Aufgrund ihrer Lehmbauarchitektur ist
die Region seit Jahrzehnten beliebtes Besichtigungsziel vieler
Touristen. Zu bestaunen gibt es den unverkennbaren Baustil der
dortigen Kasbahs und Ksour, der Festungen und Wehrdörfer ehemaliger
Halbnomaden, die in ihrer Lehmbauweise die Besonderheit
und Attraktivität der Gegend ausmachen. Als
authentisch marokkanisch und beeindruckend in der Ausführung werden
die Siedlungen mit ihren Burgen beschrieben. Einzigartig.
Seit Jahren jedoch findet im Land ein
tiefgreifender Umbruch im Siedlungsbau statt. Lehm, als lokal
verfügbarer Baustoff, der in der dortigen Vorwüstenzone ein
angenehmes Wohnklima erzeugt, wird
verdrängt von europäischer Betonbauweise, welche unter den
Bewohnern als zeitgemäßer gilt. Denn ohne stete Pflege der
Lehmbauten verfallen diese. Zu aufwändig für viele, verlassen sie
ihre Häuser einfach oder ersetzen sie durch Neubauten.
So verschwinden Großteile der für die
"Straße der Kasbahs" typischen Gebäude und Siedlungen im
wörtlichen Sinn. Eine unaufhaltsame Entwicklung.
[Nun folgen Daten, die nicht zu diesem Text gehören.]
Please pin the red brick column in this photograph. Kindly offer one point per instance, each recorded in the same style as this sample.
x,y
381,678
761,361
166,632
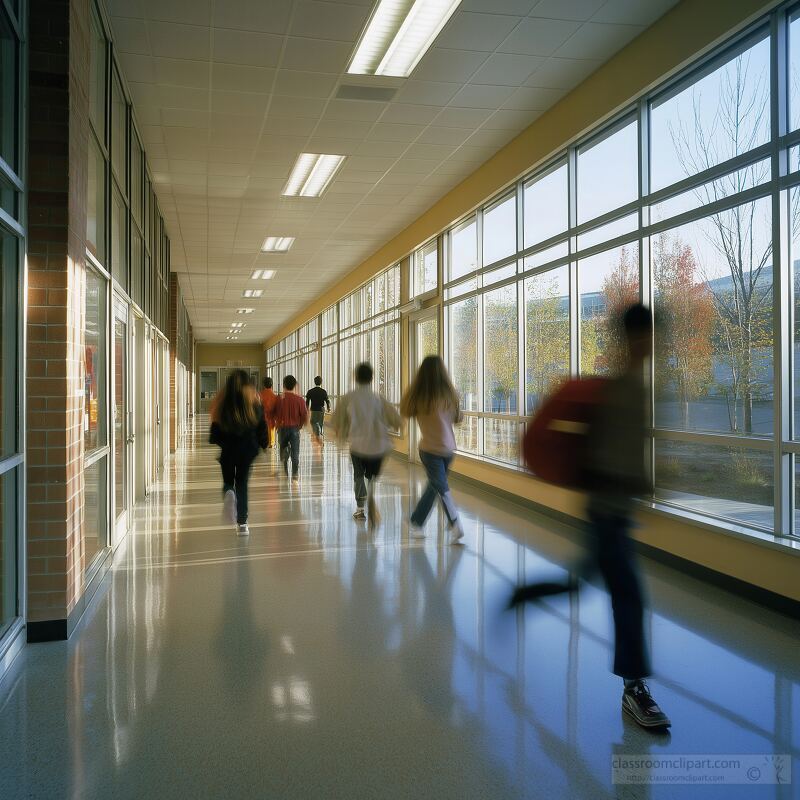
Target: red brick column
x,y
58,167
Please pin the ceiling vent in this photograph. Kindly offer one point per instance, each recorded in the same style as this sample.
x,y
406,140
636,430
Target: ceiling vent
x,y
375,94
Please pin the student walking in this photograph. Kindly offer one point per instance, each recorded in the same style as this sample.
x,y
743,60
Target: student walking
x,y
433,401
239,429
269,401
364,419
316,400
616,473
291,414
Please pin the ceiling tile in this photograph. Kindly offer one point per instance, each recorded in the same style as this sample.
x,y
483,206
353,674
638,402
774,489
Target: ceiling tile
x,y
597,40
477,32
315,55
246,47
538,37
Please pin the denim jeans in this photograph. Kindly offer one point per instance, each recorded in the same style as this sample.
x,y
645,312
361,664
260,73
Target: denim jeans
x,y
289,439
436,468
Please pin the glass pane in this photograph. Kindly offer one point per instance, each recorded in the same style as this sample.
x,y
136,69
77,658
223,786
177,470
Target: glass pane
x,y
94,410
463,249
500,230
729,482
501,370
546,206
96,202
724,114
546,334
608,173
462,320
426,275
501,439
9,365
608,283
120,409
119,124
8,548
735,182
9,87
95,536
119,243
467,435
97,77
713,323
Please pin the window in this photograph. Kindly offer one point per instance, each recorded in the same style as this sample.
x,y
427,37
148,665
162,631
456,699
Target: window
x,y
500,230
546,205
608,283
722,115
425,274
547,334
714,333
463,249
95,399
608,173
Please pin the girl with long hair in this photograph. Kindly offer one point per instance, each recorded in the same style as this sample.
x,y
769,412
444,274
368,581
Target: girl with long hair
x,y
239,428
433,401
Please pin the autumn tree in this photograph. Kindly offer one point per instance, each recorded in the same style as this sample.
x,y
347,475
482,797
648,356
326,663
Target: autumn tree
x,y
685,323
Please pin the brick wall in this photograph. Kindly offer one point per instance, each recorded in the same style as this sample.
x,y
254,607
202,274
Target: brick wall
x,y
58,155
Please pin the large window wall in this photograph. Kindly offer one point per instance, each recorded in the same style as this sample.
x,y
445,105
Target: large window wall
x,y
12,247
363,326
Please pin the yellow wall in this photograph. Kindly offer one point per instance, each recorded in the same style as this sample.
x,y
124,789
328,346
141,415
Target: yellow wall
x,y
210,354
690,28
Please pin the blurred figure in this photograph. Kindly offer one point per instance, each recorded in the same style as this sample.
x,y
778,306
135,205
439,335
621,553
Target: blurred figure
x,y
269,402
316,400
433,401
616,472
239,429
291,415
364,418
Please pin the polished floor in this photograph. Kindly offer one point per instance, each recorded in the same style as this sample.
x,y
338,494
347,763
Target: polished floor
x,y
314,660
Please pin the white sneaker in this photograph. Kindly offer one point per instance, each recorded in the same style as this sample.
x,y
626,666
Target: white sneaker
x,y
229,507
456,532
415,532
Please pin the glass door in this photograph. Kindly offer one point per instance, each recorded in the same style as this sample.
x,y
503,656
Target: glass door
x,y
120,422
424,342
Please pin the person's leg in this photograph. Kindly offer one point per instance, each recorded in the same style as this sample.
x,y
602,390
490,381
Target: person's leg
x,y
294,446
242,478
359,487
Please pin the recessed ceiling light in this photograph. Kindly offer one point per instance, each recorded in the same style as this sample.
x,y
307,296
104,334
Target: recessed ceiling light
x,y
398,34
311,174
277,244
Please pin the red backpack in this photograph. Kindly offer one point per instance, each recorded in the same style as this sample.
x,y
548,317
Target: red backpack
x,y
555,445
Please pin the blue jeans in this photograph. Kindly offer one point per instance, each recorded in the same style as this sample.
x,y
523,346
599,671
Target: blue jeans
x,y
289,440
436,468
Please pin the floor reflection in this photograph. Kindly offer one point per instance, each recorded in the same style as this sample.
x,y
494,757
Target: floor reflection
x,y
317,659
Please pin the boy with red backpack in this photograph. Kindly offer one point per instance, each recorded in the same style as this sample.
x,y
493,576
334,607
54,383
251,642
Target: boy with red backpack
x,y
614,442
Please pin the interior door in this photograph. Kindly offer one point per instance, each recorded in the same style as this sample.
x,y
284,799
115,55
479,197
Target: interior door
x,y
424,342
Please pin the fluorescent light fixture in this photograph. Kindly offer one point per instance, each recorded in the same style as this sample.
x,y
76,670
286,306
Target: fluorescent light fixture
x,y
311,174
277,244
398,34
Da das, für touristische Zwecke
vermarktete, Produkt der dortigen Burgen und Siedlungsstrukturen so
aber gleichwohl verfallen würde, und damit die Einkünfte der Region
durch den Tourismus, wird das Image auf eine artifizielle Weise
erhalten. Bewohner und Investoren versuchen viele ihrer Neubauten und
Hotelanlagen, ohne Lehm, jedoch im Stil der ehemaligen Kasbahs zu
gestalten.
Wenn man heute durch das Tal fährt,
nimmt man nicht mehr die Burgen mit ihren dazugehörigen Siedlungen
war, vielmehr das, was davon übrig ist, eine Landschaft aus Ruinen
und Neubauten.
Ein
natürlicher Prozess. Mehr als die Hälfte der Lehmsiedlungen sind
nicht mehr bewohnt. Trotzdem werden traditionelle Lebensweisen, die
eigentlich schon gar nicht mehr vorhanden sind, präsentiert und
vermarktet.
Gestützt auf die Überbleibsel der Vergangenheit. Es wird eine
Lebensweise vorgetäuscht, die eigentlich längst überholt ist.
In Hotels findet man Tapeten, die Lehm
und Stroh imitieren, aufgeklebt auf die Wand. Tradition wird
vorgeführt, in dem man über ein matschiges Feld geführt wird, in
ein übriggebliebenes Lehmwohnhaus, in dem veranschaulicht wird, wie
Teppiche gewoben und Tee getrunken wird.
Ein Schein. Doch angenommen von
Touristen, und somit beständig.
Der Tourismus prägt
auf jeden Fall das Bild eines Landes. Er verändert Landschaften,
Städte und Dörfer. Ein Phänomen, in vielen Regionen, in vielen
Ländern, zu beobachten. Allerdings sorgt er für die Entwicklung an
sich, es kann nichts konserviert werden, alles ist in einem ständigen
Wandel, der akzeptiert und auf diesen eingegangen werden sollte.